BrandonTJones marked an inline comment as done.Feb 27 2019, 1:48 AM
efriedma added inline comments.Mar 15 2019, 2:38 PM
llvm/test/MC/AsmParser/floating-literals.s
60 ↗(On Diff #187776)

In this context, 1E1 is different from 1e1...

Probably best to check all of these with lowercase and uppercase "E".

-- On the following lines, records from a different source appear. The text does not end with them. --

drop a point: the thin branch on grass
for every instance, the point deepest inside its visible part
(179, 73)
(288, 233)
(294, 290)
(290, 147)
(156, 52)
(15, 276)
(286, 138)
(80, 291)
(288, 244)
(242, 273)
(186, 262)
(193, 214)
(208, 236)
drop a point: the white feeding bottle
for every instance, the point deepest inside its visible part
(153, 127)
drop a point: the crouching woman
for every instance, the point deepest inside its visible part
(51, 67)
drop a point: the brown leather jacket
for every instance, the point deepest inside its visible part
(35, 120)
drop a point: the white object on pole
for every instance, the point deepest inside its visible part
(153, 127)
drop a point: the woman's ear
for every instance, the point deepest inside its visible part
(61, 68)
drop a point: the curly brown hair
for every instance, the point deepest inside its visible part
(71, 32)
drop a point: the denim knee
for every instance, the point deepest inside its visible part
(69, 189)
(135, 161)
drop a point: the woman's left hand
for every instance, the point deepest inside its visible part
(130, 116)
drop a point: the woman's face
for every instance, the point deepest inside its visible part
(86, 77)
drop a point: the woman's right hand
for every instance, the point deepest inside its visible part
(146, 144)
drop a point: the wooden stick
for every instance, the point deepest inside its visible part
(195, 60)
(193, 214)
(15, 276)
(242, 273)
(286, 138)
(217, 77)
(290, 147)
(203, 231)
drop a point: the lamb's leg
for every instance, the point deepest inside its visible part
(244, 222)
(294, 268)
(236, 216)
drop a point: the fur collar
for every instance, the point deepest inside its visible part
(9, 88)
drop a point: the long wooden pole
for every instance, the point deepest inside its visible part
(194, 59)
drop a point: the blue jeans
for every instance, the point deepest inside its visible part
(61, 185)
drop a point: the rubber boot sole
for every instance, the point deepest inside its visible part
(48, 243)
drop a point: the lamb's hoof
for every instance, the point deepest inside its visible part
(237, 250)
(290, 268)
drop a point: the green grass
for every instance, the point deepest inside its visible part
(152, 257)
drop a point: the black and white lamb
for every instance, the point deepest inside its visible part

efriedma added inline comments.Mar 15 2019, 2:39 PM
llvm/test/MC/AsmParser/floating-literals.s
60 ↗(On Diff #187776)

Err, just realized my comment "1E1 is different from 1e1" might be unclear. They *should* be treated the same way, but LLVM without this patch treats them differently, so we should have test coverage.

Added a new test

Just to be clear, should I add a capital 'E' version of all the new tests I have added with this patch, or just the one mentioned?

It would be better to add a capital E version of all the relevant tests in the file, I think.

Added test cases for 'E' cases.

BrandonTJones marked 2 inline comments as done.Mar 26 2019, 7:24 AM
efriedma accepted this revision.Mar 27 2019, 2:01 PM

LGTM. Thanks for sticking with this for so many rounds of review.

This revision is now accepted and ready to land.Mar 27 2019, 2:01 PM

Not a problem at all. Feel free to commit this on my behalf as I do not have permissions. Thanks!

This revision was automatically updated to reflect the committed changes.